If $z_{1}$ and $z_{2}$ are two complex numbers such that $\left|z_{1}\right|=\left|z_{2}\right|$ and $\arg \left(z_{1}\right)+\arg \left(z_{2}\right)=\pi$, then show that $z_{1}=-\overline{z_{2}}$.
Let $\theta_{1}$ be the $\arg \left(z_{1}\right)$ and $\theta_{2}$ be the $\arg \left(z_{2}\right)$.
It is given that $\left|z_{1}\right|=\left|z_{2}\right|$ and $\arg \left(z_{1}\right)+\arg \left(z_{2}\right)=\pi$.

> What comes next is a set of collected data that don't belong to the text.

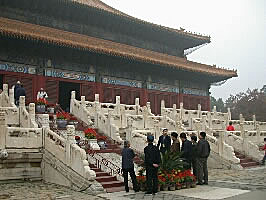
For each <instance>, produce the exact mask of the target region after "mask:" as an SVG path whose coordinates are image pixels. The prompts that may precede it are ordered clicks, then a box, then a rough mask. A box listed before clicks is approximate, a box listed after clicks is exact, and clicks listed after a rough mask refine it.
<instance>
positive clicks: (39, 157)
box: [0, 150, 42, 182]
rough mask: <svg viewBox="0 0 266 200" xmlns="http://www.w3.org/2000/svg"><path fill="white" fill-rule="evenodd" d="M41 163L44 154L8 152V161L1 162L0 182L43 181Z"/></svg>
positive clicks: (21, 152) (6, 160)
mask: <svg viewBox="0 0 266 200" xmlns="http://www.w3.org/2000/svg"><path fill="white" fill-rule="evenodd" d="M18 151H19V150H18ZM41 162H42V153H32V152H21V153H19V152H8V157H7V159H5V160H0V182H6V181H19V180H31V181H39V180H42V169H41Z"/></svg>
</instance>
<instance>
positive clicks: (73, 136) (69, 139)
mask: <svg viewBox="0 0 266 200" xmlns="http://www.w3.org/2000/svg"><path fill="white" fill-rule="evenodd" d="M72 144H75V126H74V125H67V140H66V164H67V166H71V162H72V160H71V153H72V152H71V145H72Z"/></svg>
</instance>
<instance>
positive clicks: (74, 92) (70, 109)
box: [70, 91, 76, 114]
mask: <svg viewBox="0 0 266 200" xmlns="http://www.w3.org/2000/svg"><path fill="white" fill-rule="evenodd" d="M75 99H76V91H72V92H71V99H70V113H71V114H74V111H73V110H74V100H75Z"/></svg>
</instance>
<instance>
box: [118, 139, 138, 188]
mask: <svg viewBox="0 0 266 200" xmlns="http://www.w3.org/2000/svg"><path fill="white" fill-rule="evenodd" d="M134 157H135V153H134V151H133V149H131V148H130V142H129V141H124V149H123V150H122V171H123V176H124V184H125V190H126V192H129V187H128V173H129V175H130V177H131V180H132V183H133V190H134V191H135V192H138V191H139V186H138V184H137V178H136V174H135V171H134V163H133V159H134Z"/></svg>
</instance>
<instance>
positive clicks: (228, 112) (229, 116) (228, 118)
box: [227, 108, 232, 123]
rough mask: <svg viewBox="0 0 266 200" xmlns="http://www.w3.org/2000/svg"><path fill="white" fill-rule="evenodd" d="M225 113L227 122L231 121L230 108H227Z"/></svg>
mask: <svg viewBox="0 0 266 200" xmlns="http://www.w3.org/2000/svg"><path fill="white" fill-rule="evenodd" d="M227 113H228V121H231V120H232V115H231V109H230V108H227ZM228 123H229V122H228Z"/></svg>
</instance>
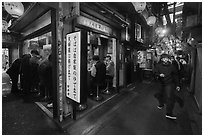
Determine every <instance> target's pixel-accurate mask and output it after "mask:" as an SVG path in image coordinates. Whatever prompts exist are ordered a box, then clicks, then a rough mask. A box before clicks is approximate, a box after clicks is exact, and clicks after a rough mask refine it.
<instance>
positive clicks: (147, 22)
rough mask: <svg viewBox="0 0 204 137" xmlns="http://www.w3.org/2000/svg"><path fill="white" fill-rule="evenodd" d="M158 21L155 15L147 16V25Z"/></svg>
mask: <svg viewBox="0 0 204 137" xmlns="http://www.w3.org/2000/svg"><path fill="white" fill-rule="evenodd" d="M155 22H156V17H155V16H150V17H148V18H147V25H149V26H153V25H154V24H155Z"/></svg>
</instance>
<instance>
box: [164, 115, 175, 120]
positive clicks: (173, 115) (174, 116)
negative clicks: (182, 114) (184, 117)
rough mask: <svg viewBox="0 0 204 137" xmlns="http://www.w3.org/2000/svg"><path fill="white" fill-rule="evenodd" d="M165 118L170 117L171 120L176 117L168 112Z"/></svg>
mask: <svg viewBox="0 0 204 137" xmlns="http://www.w3.org/2000/svg"><path fill="white" fill-rule="evenodd" d="M166 118H168V119H172V120H176V119H177V117H176V116H174V115H169V114H166Z"/></svg>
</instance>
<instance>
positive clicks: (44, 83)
mask: <svg viewBox="0 0 204 137" xmlns="http://www.w3.org/2000/svg"><path fill="white" fill-rule="evenodd" d="M51 58H52V57H51V54H50V55H49V56H47V57H44V58H43V57H42V56H41V55H40V54H39V52H38V51H37V50H31V52H30V53H29V54H24V55H23V56H22V57H20V58H18V59H16V60H15V61H14V62H13V63H12V65H11V67H10V68H9V69H8V70H7V71H6V73H7V74H8V75H9V76H10V78H11V80H12V88H11V93H15V94H21V93H22V94H23V96H24V100H25V101H29V100H30V96H31V95H34V93H35V96H36V97H41V98H42V100H46V101H49V102H48V106H50V107H52V96H53V94H52V61H51ZM19 79H20V82H19ZM19 83H20V84H19Z"/></svg>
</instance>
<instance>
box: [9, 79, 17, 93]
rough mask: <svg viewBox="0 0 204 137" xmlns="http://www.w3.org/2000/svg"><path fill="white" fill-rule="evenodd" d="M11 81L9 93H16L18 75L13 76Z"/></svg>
mask: <svg viewBox="0 0 204 137" xmlns="http://www.w3.org/2000/svg"><path fill="white" fill-rule="evenodd" d="M11 81H12V87H11V93H17V92H18V76H15V77H13V78H12V79H11Z"/></svg>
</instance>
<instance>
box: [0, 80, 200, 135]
mask: <svg viewBox="0 0 204 137" xmlns="http://www.w3.org/2000/svg"><path fill="white" fill-rule="evenodd" d="M157 91H158V84H156V83H151V84H145V83H139V84H138V83H137V84H133V85H131V86H129V87H128V88H125V89H123V90H121V91H120V93H119V94H117V95H116V96H115V97H114V98H112V99H111V100H109V101H107V102H106V103H104V104H103V105H101V106H100V107H98V108H96V109H95V110H93V111H91V112H90V113H88V114H86V115H85V116H83V117H81V118H79V119H77V120H76V121H72V122H70V123H66V124H65V125H63V126H62V125H56V123H55V122H54V121H53V120H52V119H50V118H49V117H48V116H47V115H46V114H45V113H44V112H43V111H42V110H40V109H39V107H38V106H37V105H36V104H35V103H34V102H24V101H23V99H22V98H21V97H20V96H19V95H14V94H9V93H8V94H6V95H4V96H3V97H2V134H3V135H65V134H71V135H193V134H201V126H202V122H201V123H199V124H197V121H196V120H195V118H194V117H192V116H191V115H190V113H191V112H192V111H191V110H189V109H188V107H189V106H190V105H189V104H188V103H189V99H188V95H187V93H185V92H184V94H183V98H184V100H185V104H184V107H183V108H180V107H179V105H178V104H176V106H175V111H174V112H175V114H176V115H177V117H178V119H177V120H174V121H173V120H169V119H166V118H165V109H162V110H159V109H157V100H156V99H155V98H154V96H153V95H154V93H156V92H157ZM186 101H187V102H186ZM196 118H198V116H196ZM200 118H201V116H200ZM198 120H199V118H198ZM59 126H61V128H59Z"/></svg>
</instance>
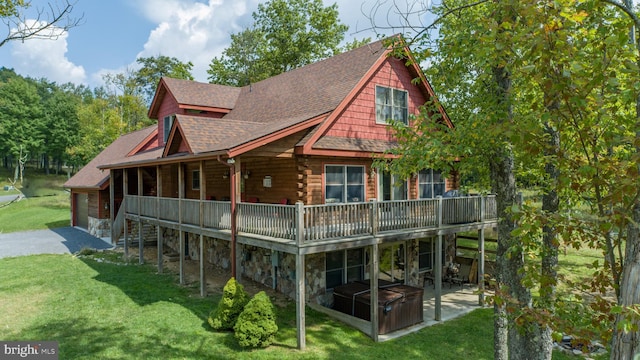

Since, $z_{1}$ is a complex number.
$z_{1}=\left|z_{1}\right|\left(\cos \theta_{1}+i \sin \theta_{1}\right)$
$=\left|z_{2}\right|\left[\cos \left(\pi-\theta_{2}\right)+i \sin \left(\pi-\theta_{2}\right)\right]$
$=\left|z_{2}\right|\left[-\cos \left(\theta_{2}\right)+i \sin \left(\theta_{2}\right)\right]$
$=-\left|z_{2}\right|\left[\cos \left(\theta_{2}\right)-i \sin \left(\theta_{2}\right)\right]$
$=-\overline{z_{2}}$
Hence, $z_{1}=-\overline{z_{2}}$